In ILLUMINATE, 72 percent of people overall achieved SVR with telaprevir-based therapy. New data from this study showed that 60 percent of black patients and 63 percent of people with advanced liver fibrosis or cirrhosis achieved SVR with telaprevir-based therapy in the overall study analysis. Of the black study volunteers with undetectable HCV viral loads at weeks 4 and 12, 88 percent of people achieved SVR in both the 24-week and 48-week randomized treatment arms, suggesting there was no benefit in extending therapy.
The safety and tolerability results of telaprevir-based combination regimens were consistent in the ADVANCE and ILLUMINATE studies. Treatment discontinuation rates of all drugs due to adverse events during the telaprevir treatment phase in the ADVANCE study were low in the telaprevir arms (7 to 8 percent) and the control arm (4 percent).
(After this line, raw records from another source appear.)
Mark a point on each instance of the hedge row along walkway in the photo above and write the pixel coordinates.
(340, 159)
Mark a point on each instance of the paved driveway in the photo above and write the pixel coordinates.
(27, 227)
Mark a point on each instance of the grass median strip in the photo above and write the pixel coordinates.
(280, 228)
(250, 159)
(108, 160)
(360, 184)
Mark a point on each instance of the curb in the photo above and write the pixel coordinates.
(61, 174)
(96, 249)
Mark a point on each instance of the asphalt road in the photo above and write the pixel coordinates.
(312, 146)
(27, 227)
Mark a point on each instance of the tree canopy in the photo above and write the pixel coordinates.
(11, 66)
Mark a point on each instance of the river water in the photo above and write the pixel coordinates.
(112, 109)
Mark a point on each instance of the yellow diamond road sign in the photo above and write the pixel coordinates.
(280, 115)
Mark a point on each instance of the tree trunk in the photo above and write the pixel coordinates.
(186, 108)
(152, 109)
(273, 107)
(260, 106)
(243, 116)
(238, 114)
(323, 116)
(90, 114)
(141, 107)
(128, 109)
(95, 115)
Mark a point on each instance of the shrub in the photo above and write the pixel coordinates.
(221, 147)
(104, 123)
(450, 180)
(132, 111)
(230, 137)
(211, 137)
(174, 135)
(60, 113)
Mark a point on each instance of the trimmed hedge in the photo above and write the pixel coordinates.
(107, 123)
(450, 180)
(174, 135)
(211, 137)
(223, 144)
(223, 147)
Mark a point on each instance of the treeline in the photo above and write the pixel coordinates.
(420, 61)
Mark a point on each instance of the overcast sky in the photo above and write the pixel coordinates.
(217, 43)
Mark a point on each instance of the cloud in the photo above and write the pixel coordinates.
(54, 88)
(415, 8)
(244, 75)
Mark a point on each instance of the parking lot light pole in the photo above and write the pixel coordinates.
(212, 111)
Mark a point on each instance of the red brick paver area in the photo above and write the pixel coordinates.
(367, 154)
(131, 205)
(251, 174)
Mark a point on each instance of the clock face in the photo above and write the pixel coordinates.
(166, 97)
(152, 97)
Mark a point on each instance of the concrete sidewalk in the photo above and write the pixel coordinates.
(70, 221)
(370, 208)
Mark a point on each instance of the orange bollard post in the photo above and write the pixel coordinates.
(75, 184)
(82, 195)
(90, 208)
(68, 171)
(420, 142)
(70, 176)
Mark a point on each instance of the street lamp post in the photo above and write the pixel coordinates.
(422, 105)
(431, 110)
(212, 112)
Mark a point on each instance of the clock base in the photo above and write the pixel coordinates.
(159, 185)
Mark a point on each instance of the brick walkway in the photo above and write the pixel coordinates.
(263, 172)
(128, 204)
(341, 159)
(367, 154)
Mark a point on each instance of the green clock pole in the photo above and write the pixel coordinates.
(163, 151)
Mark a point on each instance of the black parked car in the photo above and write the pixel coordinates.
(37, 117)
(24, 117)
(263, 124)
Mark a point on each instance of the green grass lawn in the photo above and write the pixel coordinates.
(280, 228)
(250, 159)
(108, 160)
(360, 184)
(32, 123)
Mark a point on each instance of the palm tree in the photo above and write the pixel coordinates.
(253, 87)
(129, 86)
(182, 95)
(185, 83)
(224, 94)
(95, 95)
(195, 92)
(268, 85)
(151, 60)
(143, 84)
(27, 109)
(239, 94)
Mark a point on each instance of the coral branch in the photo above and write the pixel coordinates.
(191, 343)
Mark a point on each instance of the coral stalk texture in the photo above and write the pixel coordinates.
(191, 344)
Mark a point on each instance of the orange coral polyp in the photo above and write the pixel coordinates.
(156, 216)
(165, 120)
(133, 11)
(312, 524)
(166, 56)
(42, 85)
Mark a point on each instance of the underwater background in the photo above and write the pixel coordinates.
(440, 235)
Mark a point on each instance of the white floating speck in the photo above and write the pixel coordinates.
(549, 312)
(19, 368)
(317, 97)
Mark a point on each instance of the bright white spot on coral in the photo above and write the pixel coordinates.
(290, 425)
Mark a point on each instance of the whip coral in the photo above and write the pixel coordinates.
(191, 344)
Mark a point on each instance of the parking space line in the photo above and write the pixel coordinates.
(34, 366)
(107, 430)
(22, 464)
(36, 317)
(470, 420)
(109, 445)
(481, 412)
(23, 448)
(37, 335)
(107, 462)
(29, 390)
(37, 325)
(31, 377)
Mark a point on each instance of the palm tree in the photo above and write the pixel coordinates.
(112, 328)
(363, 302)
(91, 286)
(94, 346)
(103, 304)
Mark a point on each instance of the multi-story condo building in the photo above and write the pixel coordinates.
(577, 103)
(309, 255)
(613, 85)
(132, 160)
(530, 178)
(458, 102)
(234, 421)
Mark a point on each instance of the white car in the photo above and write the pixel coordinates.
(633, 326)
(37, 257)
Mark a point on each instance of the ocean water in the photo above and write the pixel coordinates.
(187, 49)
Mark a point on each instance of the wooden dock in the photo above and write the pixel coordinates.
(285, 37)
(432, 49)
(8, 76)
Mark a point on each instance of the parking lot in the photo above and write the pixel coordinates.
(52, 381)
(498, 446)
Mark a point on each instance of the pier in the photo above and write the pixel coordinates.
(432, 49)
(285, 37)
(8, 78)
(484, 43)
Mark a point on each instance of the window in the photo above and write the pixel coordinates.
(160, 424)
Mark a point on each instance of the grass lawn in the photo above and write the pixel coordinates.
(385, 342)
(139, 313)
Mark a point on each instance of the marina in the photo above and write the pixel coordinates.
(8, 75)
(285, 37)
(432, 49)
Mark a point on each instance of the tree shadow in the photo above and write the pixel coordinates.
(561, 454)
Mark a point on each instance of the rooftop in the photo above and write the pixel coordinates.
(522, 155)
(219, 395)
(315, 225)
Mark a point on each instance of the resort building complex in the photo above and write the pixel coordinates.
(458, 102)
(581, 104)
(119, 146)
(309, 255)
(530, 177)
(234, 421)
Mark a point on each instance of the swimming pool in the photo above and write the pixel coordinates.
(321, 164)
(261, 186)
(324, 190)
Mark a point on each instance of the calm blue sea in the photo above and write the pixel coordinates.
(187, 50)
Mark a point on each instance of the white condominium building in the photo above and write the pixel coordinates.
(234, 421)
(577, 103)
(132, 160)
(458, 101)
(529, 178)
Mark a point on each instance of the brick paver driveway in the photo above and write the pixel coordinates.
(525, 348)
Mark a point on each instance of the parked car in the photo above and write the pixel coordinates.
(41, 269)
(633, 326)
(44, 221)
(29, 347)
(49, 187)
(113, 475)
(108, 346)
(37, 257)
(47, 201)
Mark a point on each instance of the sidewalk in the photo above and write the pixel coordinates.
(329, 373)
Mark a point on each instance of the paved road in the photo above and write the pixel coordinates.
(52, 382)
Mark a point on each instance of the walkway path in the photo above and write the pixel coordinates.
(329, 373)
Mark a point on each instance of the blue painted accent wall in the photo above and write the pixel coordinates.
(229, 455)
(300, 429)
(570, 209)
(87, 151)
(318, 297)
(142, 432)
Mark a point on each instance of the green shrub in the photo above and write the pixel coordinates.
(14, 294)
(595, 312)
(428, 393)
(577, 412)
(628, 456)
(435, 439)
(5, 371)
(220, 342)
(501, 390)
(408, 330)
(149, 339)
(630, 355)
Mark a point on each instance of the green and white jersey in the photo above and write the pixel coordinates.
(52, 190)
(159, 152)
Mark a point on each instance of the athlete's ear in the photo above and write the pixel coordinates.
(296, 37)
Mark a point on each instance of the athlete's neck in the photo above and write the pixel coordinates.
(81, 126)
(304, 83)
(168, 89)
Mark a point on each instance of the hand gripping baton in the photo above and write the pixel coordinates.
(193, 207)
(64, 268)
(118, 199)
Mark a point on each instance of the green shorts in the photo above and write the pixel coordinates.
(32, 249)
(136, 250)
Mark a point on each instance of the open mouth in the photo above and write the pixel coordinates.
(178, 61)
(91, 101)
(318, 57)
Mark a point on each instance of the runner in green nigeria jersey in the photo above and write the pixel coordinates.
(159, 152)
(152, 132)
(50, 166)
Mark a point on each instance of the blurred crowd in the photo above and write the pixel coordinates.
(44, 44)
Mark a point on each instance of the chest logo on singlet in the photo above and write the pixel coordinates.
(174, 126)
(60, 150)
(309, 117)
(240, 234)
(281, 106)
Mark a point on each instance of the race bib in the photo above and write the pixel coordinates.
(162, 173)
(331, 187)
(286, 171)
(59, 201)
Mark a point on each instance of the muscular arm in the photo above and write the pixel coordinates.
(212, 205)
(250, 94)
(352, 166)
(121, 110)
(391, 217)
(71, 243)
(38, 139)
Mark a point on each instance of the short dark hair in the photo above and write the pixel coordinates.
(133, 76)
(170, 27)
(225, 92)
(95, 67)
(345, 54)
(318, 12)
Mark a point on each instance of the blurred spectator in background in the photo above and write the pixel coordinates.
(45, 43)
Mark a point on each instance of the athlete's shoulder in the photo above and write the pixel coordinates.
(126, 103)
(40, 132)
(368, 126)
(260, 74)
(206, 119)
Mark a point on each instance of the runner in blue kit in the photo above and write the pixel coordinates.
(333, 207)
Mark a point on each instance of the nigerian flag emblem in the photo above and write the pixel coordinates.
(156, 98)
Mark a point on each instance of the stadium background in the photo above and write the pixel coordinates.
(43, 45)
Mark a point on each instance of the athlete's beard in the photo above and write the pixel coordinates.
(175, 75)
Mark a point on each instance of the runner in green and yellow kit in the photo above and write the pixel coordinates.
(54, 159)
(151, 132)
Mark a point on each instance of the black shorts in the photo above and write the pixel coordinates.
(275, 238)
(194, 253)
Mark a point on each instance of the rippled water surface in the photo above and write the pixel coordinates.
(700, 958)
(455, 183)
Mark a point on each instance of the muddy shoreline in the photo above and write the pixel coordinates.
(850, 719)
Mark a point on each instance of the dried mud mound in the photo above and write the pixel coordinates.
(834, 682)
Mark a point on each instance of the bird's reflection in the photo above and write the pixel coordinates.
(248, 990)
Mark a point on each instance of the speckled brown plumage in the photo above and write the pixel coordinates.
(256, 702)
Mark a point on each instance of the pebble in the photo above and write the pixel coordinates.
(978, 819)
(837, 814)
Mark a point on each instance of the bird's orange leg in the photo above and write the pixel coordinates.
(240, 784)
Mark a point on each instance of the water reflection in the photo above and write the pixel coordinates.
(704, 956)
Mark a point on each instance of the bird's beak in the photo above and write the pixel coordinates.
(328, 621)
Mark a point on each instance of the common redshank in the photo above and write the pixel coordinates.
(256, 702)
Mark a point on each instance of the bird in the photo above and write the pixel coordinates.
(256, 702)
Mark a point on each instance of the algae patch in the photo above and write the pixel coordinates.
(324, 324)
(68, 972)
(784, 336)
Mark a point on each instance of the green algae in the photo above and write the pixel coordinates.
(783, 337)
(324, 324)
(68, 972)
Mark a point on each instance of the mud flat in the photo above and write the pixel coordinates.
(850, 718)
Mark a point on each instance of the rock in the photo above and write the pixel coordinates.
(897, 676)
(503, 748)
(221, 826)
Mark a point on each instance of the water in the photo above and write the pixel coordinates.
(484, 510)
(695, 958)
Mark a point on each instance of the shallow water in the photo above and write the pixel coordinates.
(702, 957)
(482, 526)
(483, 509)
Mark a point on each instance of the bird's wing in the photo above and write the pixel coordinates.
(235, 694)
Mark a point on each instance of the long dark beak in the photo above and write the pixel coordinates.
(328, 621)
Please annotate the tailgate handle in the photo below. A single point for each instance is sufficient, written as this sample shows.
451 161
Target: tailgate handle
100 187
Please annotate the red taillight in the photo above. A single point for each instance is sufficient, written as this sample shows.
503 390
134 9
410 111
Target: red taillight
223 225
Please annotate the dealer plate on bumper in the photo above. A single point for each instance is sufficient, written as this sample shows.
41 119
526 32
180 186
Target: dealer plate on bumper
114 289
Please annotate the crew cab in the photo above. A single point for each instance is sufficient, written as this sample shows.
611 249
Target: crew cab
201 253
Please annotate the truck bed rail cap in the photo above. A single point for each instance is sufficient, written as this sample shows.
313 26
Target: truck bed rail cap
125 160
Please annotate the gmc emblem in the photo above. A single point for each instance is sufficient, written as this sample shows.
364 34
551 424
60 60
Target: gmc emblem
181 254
The most common adverse events, occurring in more than 25 percent of study volunteers, reported in both studies, regardless of treatment group, were rash, fatigue, itching, headache, nausea, anemia, insomnia, diarrhea, flu-like symptoms and fevers. The majority of these adverse events were mild to moderate.
The Phase III studies—ADVANCE, ILLUMINATE and a third study dubbed REALIZE—will form the basis of the clinical portion of the telaprevir New Drug Application (NDA) submission to the U.S. Food and Drug Administration (FDA), which is expected to be complete before the end of 2010.